O pai, alcançando do fundo da memória palavras como Gerúsia e Eupátridas, tenta buscar na retórica grega alguma explicação para manter o filho entretido. E solta, movido pela intuição.
"Mas saber sobre a Grécia é também saber sobre futebol", emenda.
E logo ouve a resposta implacável, que o acua, em tom de desafio.
"Como? A Grécia não é tão boa no futebol, já perdeu muitas vezes!"
O pai se vê em uma enrascada. Do futebol grego, conhece algumas equipes grandes como o AEK e o Panathinaikos, de Atenas, e o Olympiacos, de Pireus, na grande Atenas.
"Eu sei, mas, por outro lado, nem sempre o melhor vence. A seleção brasileira de 1982 tinha o melhor time mas foi eliminada da Copa", respondeu o pai.
Da retórica, passou para a filosofia. E sem perceber, estava viajando pelos conceitos da Grécia. Ou melhor, de Atenas. Porque, lendo junto com o menino, lembrou-se que Esparta era uma cidade-estado, completamente diferente.
"Quem era melhor, Atenas ou Esparta"?", perguntou-lhe o filho.
E lá foi o pai quebrar a cabeça novamente. Explicou que uma era o oposto da outra.
Atenas criou a democracia. Ainda era algo precário em comparação com os melhores modelos de hoje, mas foi um importantíssimo início.

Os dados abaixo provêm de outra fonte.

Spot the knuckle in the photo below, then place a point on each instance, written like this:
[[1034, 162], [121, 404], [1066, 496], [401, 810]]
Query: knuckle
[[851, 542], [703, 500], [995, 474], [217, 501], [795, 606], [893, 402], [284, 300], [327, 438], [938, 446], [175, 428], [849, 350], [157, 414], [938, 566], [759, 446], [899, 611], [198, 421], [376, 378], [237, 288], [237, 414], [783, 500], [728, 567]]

Por ter sido povoada pelos jônios, de cidades próximas do mar, como Mileto, Atenas tinha em seu espírito a busca das descobertas: marítimas, tecnológicas e...existenciais. Condições estas que abriram caminho para a poesia, a mitologia e a filosofia. A vida em Atenas era muito ligada à cultura, às artes e ao Esporte como qualidade de vida.
Esparta, até hoje na região da Lacônia, tinha um caráter muito mais militar. As crianças aprendiam apenas o básico: ler, escrever e contar. A mitologia tinha forte influência, mas, mesmo assim, desde cedo, os meninos se voltavam a treinamentos de guerra, morando inclusive longe dos pais. E falando o mínimo necessário. Daí o termo lacônico para aqueles que pouco falam.
Esparta venceu Atenas, que também era forte militarmente, mas de outra maneira, na Guerra do Peloponeso (431 a 404 a.C.). Antes, ambas unidas haviam vencido as Guerras Médicas, contra os persas (499 a.c a 449 a.c). Mas, após a vitória no Peloponeso, Esparta se enfraqueceu e a Grécia acabou sendo dominada pelos macedônios e pelos romanos.
"Acho que Atenas era melhor do que Esparta", concluiu o menino. E explicou.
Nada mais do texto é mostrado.